The real question is one of why, as philosophers, we should bother entertaining the intentional stance. If the aim of philosophy really is, as Sellars has it, “to understand how things in the broadest possible sense of the term hang together in the broadest possible sense of the term,” if explanatory scope is our goal, then understanding intentionality amounts understanding it in functional terms, which is to say, as something that can only be understood in terms of the information it neglects. What is the adaptive explanatory ecology of any given intentional concept? What was it selected for? And if it is ‘specialized,’ would that not suggest incompatibility with different (i.e., theoretical) cognitive contexts? Given what little information we have, what arbitrates our various metacognitive glimpses, our perpetually underdetermined interpretations, allowing us to discriminate between any stage on the continuum of the reliable and the farcical?
Short of answers to these questions, we cannot even claim to be engaging in educated as opposed to mere guesswork. So to return to “The Normal Well-tempered Mind,” what does Dennett mean when he says that neurons are best seen as agents? Does he mean that cellular machinery is complicated machinery, and so ill-served when conceptualized as a ‘mere switch’? Or does he mean they really are like little people, organized in little tribes, battling over little hopes and little crimes? I take it as obvious that he means the former, and that his insistence on the latter is more the ersatz product of a commitment he made long ago, one he has invested far too much effort in to relinquish.
‘Feral neurons’ are a metaphoric conceit, an interesting way to provoke original thought, perhaps, a convenient facon de parler in certain explanatory contexts, but more an attempt to make good on an old and questionable argument than anything, one that would have made a younger Dennett, the one who wrote “Mechanism and Responsibility,” smile and scowl as he paused to conjure some canny and critical witticism.
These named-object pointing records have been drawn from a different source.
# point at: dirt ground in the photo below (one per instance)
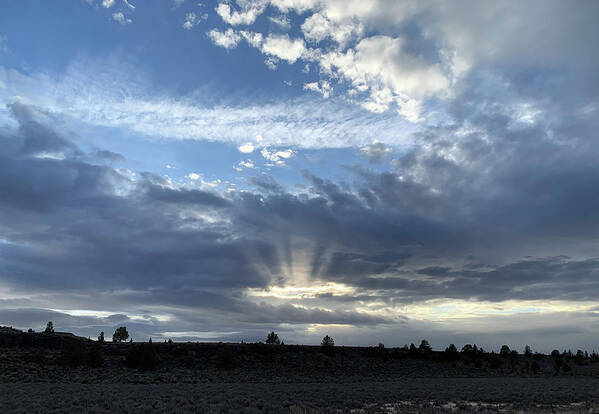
(428, 395)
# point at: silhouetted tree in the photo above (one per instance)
(143, 357)
(327, 342)
(424, 346)
(467, 349)
(527, 351)
(451, 349)
(120, 334)
(49, 327)
(273, 339)
(505, 351)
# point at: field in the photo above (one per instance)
(68, 374)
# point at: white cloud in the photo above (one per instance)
(380, 68)
(198, 180)
(244, 164)
(318, 27)
(253, 38)
(227, 39)
(271, 62)
(281, 20)
(284, 48)
(191, 20)
(276, 157)
(323, 87)
(376, 151)
(246, 148)
(125, 100)
(120, 18)
(250, 10)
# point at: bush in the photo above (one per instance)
(225, 358)
(120, 334)
(142, 357)
(273, 339)
(495, 361)
(77, 353)
(49, 327)
(327, 342)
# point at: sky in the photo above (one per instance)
(374, 170)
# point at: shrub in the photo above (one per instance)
(273, 339)
(49, 327)
(495, 361)
(327, 342)
(77, 353)
(120, 334)
(225, 358)
(424, 346)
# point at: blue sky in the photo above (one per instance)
(369, 169)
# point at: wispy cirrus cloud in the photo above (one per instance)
(134, 107)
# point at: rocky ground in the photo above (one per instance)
(57, 373)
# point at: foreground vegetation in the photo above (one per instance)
(86, 375)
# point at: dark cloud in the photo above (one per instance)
(453, 219)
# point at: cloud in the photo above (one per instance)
(254, 39)
(281, 20)
(244, 164)
(323, 87)
(282, 47)
(376, 152)
(191, 20)
(318, 28)
(276, 157)
(227, 39)
(250, 10)
(246, 148)
(301, 123)
(450, 225)
(120, 18)
(379, 68)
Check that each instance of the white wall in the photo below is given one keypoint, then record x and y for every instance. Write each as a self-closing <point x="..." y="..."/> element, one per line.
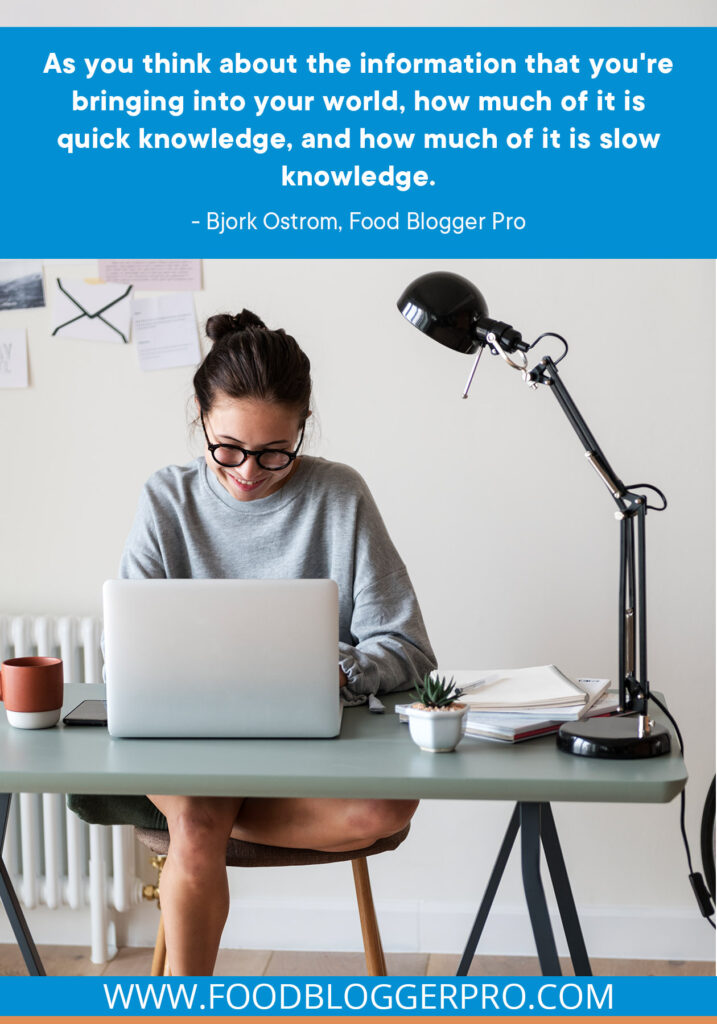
<point x="509" y="537"/>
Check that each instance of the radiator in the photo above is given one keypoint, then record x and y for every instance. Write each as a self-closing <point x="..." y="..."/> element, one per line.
<point x="54" y="859"/>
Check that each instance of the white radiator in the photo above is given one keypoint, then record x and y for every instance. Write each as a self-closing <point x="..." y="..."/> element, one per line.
<point x="55" y="859"/>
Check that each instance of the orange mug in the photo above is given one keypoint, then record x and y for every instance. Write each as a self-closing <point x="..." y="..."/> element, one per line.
<point x="32" y="691"/>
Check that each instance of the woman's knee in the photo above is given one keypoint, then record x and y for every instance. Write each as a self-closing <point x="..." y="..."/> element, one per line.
<point x="199" y="827"/>
<point x="375" y="819"/>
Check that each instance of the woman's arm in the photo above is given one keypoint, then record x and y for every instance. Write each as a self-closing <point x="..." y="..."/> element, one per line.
<point x="391" y="649"/>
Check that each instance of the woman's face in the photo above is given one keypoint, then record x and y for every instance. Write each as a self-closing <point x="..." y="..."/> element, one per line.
<point x="257" y="426"/>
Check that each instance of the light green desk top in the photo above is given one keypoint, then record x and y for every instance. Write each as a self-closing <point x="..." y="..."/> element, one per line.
<point x="373" y="757"/>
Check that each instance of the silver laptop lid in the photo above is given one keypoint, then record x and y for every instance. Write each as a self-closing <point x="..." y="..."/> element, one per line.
<point x="221" y="657"/>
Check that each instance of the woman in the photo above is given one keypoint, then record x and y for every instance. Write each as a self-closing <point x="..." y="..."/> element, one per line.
<point x="253" y="507"/>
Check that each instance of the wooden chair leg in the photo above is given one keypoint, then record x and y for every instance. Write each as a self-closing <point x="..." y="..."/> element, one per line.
<point x="375" y="961"/>
<point x="160" y="955"/>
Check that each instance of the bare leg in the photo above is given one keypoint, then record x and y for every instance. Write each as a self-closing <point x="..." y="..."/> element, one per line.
<point x="328" y="824"/>
<point x="194" y="890"/>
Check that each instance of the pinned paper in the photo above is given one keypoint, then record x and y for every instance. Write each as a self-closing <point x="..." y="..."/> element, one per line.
<point x="13" y="358"/>
<point x="20" y="284"/>
<point x="154" y="274"/>
<point x="165" y="332"/>
<point x="89" y="311"/>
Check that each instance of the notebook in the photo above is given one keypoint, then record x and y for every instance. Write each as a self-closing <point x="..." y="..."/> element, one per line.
<point x="221" y="657"/>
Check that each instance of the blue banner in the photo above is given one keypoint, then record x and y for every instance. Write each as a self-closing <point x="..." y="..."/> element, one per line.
<point x="356" y="142"/>
<point x="386" y="997"/>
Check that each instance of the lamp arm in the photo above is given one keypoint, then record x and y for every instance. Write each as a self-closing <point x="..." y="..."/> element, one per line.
<point x="634" y="687"/>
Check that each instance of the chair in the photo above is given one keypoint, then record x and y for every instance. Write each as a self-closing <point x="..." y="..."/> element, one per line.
<point x="241" y="854"/>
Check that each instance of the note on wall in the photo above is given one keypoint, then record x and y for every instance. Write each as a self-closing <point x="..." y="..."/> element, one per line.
<point x="154" y="274"/>
<point x="13" y="358"/>
<point x="20" y="284"/>
<point x="164" y="330"/>
<point x="90" y="311"/>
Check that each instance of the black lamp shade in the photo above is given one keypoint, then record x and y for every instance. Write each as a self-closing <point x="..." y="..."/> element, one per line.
<point x="447" y="307"/>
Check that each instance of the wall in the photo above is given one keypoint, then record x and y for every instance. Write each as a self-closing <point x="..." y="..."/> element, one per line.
<point x="509" y="538"/>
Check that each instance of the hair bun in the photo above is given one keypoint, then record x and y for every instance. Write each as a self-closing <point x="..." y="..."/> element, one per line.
<point x="223" y="325"/>
<point x="247" y="318"/>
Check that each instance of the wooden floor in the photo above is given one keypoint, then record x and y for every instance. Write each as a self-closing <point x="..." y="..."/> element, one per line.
<point x="74" y="961"/>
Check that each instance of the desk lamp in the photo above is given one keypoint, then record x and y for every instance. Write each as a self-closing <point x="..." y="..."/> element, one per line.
<point x="452" y="310"/>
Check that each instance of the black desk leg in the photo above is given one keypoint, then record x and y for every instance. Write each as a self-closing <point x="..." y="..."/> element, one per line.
<point x="11" y="903"/>
<point x="563" y="893"/>
<point x="535" y="894"/>
<point x="536" y="823"/>
<point x="490" y="893"/>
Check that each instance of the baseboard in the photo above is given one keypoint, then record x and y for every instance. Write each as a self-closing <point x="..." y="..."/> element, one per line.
<point x="438" y="927"/>
<point x="407" y="926"/>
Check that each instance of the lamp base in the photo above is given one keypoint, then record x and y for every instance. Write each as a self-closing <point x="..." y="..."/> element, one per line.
<point x="616" y="738"/>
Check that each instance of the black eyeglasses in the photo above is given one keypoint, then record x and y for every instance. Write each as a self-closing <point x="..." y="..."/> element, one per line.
<point x="235" y="455"/>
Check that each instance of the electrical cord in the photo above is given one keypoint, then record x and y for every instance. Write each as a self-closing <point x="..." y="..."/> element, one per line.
<point x="701" y="891"/>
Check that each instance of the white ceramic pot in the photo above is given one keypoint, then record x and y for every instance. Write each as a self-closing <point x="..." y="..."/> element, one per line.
<point x="437" y="730"/>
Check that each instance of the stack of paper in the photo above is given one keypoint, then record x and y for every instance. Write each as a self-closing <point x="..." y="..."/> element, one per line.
<point x="518" y="704"/>
<point x="529" y="690"/>
<point x="512" y="727"/>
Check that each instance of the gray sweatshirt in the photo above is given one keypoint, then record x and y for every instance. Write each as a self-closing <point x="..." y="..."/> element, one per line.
<point x="323" y="523"/>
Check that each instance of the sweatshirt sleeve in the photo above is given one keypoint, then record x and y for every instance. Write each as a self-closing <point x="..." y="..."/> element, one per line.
<point x="141" y="557"/>
<point x="392" y="650"/>
<point x="388" y="648"/>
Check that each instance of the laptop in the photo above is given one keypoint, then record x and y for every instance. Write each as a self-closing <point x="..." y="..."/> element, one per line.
<point x="221" y="657"/>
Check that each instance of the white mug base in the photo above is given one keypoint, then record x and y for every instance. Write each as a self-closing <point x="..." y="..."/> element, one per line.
<point x="33" y="719"/>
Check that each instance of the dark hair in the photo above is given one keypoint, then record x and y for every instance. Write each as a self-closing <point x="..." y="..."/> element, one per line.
<point x="248" y="360"/>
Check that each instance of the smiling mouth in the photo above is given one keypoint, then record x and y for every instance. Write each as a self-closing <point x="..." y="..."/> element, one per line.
<point x="246" y="484"/>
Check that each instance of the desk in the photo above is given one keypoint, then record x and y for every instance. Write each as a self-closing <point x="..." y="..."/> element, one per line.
<point x="374" y="757"/>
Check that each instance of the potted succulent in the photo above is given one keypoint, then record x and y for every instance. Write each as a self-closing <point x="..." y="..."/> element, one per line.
<point x="436" y="720"/>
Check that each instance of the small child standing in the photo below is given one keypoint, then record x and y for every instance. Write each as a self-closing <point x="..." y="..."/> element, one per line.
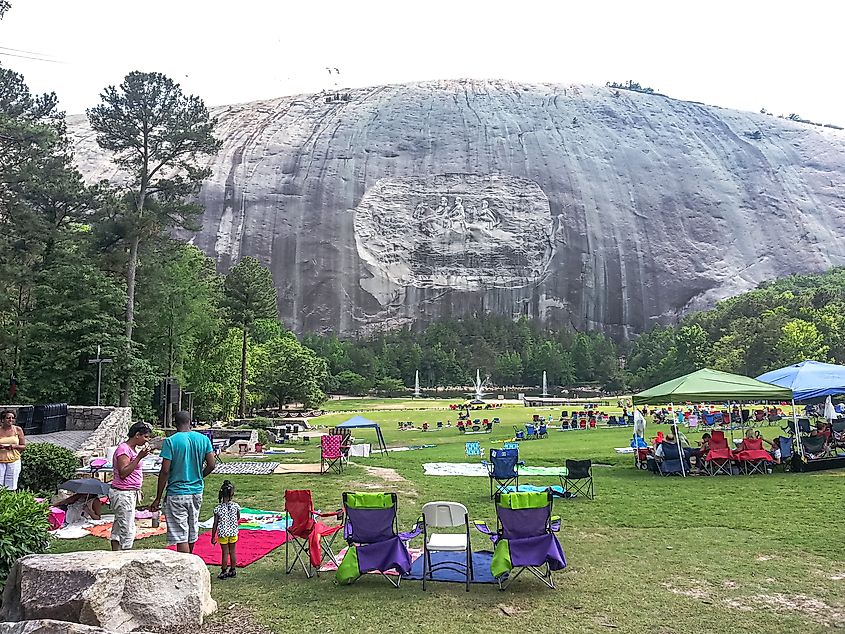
<point x="227" y="515"/>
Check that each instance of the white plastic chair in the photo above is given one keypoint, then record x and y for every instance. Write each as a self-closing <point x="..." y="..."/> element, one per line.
<point x="446" y="515"/>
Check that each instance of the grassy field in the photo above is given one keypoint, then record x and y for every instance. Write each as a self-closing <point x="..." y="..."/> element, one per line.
<point x="649" y="554"/>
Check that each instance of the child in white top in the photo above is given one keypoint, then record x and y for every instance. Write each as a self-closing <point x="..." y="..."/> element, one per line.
<point x="227" y="515"/>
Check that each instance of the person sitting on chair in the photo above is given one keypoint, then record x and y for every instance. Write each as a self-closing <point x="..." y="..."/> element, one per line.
<point x="86" y="505"/>
<point x="699" y="452"/>
<point x="668" y="439"/>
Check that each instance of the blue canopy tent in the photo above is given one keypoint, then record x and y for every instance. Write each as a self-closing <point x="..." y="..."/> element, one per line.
<point x="360" y="421"/>
<point x="809" y="380"/>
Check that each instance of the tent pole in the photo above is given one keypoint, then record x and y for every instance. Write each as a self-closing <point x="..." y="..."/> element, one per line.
<point x="678" y="439"/>
<point x="795" y="428"/>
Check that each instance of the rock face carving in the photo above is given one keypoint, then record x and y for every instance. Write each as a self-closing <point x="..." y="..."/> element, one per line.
<point x="655" y="205"/>
<point x="442" y="232"/>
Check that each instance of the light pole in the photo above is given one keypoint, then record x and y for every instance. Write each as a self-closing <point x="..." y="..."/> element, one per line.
<point x="190" y="396"/>
<point x="99" y="361"/>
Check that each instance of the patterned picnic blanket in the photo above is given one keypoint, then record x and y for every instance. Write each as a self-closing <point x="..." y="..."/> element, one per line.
<point x="245" y="468"/>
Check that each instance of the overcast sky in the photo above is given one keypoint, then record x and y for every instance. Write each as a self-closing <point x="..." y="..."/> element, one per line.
<point x="786" y="57"/>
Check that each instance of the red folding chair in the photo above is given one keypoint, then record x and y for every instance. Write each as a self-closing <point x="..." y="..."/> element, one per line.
<point x="719" y="458"/>
<point x="308" y="536"/>
<point x="752" y="457"/>
<point x="331" y="454"/>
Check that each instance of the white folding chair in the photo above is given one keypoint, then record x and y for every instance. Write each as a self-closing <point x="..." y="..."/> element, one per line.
<point x="446" y="515"/>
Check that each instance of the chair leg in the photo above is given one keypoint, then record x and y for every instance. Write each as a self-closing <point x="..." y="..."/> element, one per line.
<point x="469" y="566"/>
<point x="425" y="564"/>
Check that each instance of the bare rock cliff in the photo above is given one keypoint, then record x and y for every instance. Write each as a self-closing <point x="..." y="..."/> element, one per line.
<point x="578" y="205"/>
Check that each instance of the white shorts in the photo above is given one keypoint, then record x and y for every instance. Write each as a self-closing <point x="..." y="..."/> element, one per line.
<point x="9" y="474"/>
<point x="123" y="506"/>
<point x="183" y="517"/>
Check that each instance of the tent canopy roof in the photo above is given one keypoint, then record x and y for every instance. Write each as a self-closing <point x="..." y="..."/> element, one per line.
<point x="809" y="380"/>
<point x="358" y="421"/>
<point x="712" y="385"/>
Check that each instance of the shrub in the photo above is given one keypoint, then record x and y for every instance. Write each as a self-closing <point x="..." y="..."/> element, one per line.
<point x="23" y="527"/>
<point x="45" y="466"/>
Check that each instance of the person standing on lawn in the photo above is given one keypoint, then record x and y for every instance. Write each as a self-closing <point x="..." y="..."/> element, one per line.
<point x="227" y="515"/>
<point x="187" y="458"/>
<point x="125" y="490"/>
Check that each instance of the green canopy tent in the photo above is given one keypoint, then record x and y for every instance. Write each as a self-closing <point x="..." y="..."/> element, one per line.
<point x="710" y="385"/>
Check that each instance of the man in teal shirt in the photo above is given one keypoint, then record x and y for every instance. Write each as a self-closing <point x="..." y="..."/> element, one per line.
<point x="187" y="458"/>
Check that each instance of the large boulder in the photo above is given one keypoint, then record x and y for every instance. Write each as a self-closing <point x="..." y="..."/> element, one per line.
<point x="120" y="591"/>
<point x="50" y="626"/>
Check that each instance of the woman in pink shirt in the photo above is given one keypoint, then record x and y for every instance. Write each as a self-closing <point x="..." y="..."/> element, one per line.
<point x="126" y="484"/>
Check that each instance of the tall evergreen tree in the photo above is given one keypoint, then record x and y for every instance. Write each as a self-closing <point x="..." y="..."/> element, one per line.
<point x="249" y="295"/>
<point x="157" y="135"/>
Intentionality, as the history of philosophy should make clear, is an invitation to second-order controversy and confusion. Perhaps what we have here is a potential empirical basis for the infamous Wittgensteinian injunction against philosophical language games. Attributing intentionality in first-order contexts is not only well and fine, it’s unavoidable. But as soon as we make second-order claims on the basis of metacognitive deliberation, say things like, ‘Knowledge is justified, true belief,’ we might as well be playing Monopoly using the pieces of Risk, ‘deriving’ theoretical syntaxes constrained–at that point–by nothing ‘out there.’
On BBT, ‘knowledge’ simply is what it has to be if we agree that the life science paradigm cuts reality as close to the joints as anything we have ever known: a system of mechanical bets, a swarm of secondary asteroids following algorithmic trajectories, ‘miraculously’ averting disaster time and again.